Week 1, Session 5 — UMAP and t-SNE

Course 4 — #courses

Author

R. Heller

Note

Workflow labs use the variant template: Goal → Approach → Execution → Check → Report.

Learning objectives

  • Compute UMAP and t-SNE embeddings and describe what each optimisation is doing.
  • Interpret global vs local structure in a UMAP/t-SNE plot and avoid over-reading cluster distances.
  • Tune n_neighbors / perplexity and see the visual effect.

Prerequisites

PCA from Session 3; basic notion of neighbour graphs.

Background

UMAP and t-SNE are nonlinear embedding methods widely used in single-cell and imaging biomedicine. Both build a neighbour graph in high dimensions and then try to match a lower-dimensional graph with similar neighbour structure. They are not clustering algorithms, and distances in the embedding are not Euclidean distances in the original space. The prominent visual clusters in a UMAP often exist in the data, but the distance between clusters is close to meaningless and the density inside a cluster is not comparable across clusters.

t-SNE emphasises local structure; UMAP, with default settings, is a little more faithful to global structure but can still distort. Both have knobs — perplexity for t-SNE, n_neighbors and min_dist for UMAP — that change the resulting picture substantially. A reviewer who sees only one embedding has no way to tell if the picture is a stable feature of the data or an artefact of the settings.

Treat UMAP/t-SNE as a visualisation of neighbourhood structure, not as a geometric truth. Do not run statistical tests on the coordinates.

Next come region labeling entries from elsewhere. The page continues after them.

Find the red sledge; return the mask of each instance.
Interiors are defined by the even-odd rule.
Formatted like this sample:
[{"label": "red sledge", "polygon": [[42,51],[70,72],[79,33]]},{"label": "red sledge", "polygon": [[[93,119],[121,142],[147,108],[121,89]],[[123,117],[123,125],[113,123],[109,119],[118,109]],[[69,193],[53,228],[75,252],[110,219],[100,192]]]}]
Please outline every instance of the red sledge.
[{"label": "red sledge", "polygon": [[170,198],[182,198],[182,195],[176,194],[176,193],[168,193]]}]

Do not claim a trajectory unless you used a trajectory method.

Setup

library(tidyverse)
library(uwot)
library(Rtsne)
set.seed(42)
theme_set(theme_minimal(base_size = 12))

1. Goal

Embed a simulated high-dimensional dataset with three blobs into two dimensions using UMAP and t-SNE, and compare against PCA.

2. Approach

make_blob <- function(n, mu, sd = 1, d = 20) matrix(rnorm(n * d, 0, sd), n, d) +
  rep(mu, each = n)
X <- rbind(
  make_blob(100, c(0, 0, rep(0, 18))),
  make_blob(100, c(4, 0, rep(0, 18))),
  make_blob(100, c(0, 4, rep(0, 18)))
)
lbl <- rep(c("A", "B", "C"), each = 100)

3. Execution

emb_pca  <- prcomp(X)$x[, 1:2]
emb_umap <- umap(X, n_neighbors = 15, min_dist = 0.1)
emb_tsne <- Rtsne(X, perplexity = 30, check_duplicates = FALSE)$Y

df <- bind_rows(
  tibble(method = "PCA",  x = emb_pca[, 1],  y = emb_pca[, 2],  lbl = lbl),
  tibble(method = "UMAP", x = emb_umap[, 1], y = emb_umap[, 2], lbl = lbl),
  tibble(method = "tSNE", x = emb_tsne[, 1], y = emb_tsne[, 2], lbl = lbl)
)
ggplot(df, aes(x, y, colour = lbl)) +
  geom_point(alpha = 0.7, size = 0.8) +
  facet_wrap(~ method, scales = "free") +
  labs(x = NULL, y = NULL)

4. Check

Sensitivity to n_neighbors.

do_umap <- function(k) {
  e <- umap(X, n_neighbors = k, min_dist = 0.1)
  tibble(x = e[, 1], y = e[, 2], lbl = lbl, k = paste0("nn=", k))
}
bind_rows(do_umap(5), do_umap(15), do_umap(50)) |>
  ggplot(aes(x, y, colour = lbl)) + geom_point(alpha = 0.7, size = 0.8) +
  facet_wrap(~ k, scales = "free")

5. Report

Both UMAP and t-SNE recovered the three simulated blobs as distinct visual clusters; PCA separated them more weakly because the signal lay along two of 20 dimensions. UMAP embeddings with n_neighbors ∈ {5, 15, 50} all identified the same three groups but differed substantially in their relative layout.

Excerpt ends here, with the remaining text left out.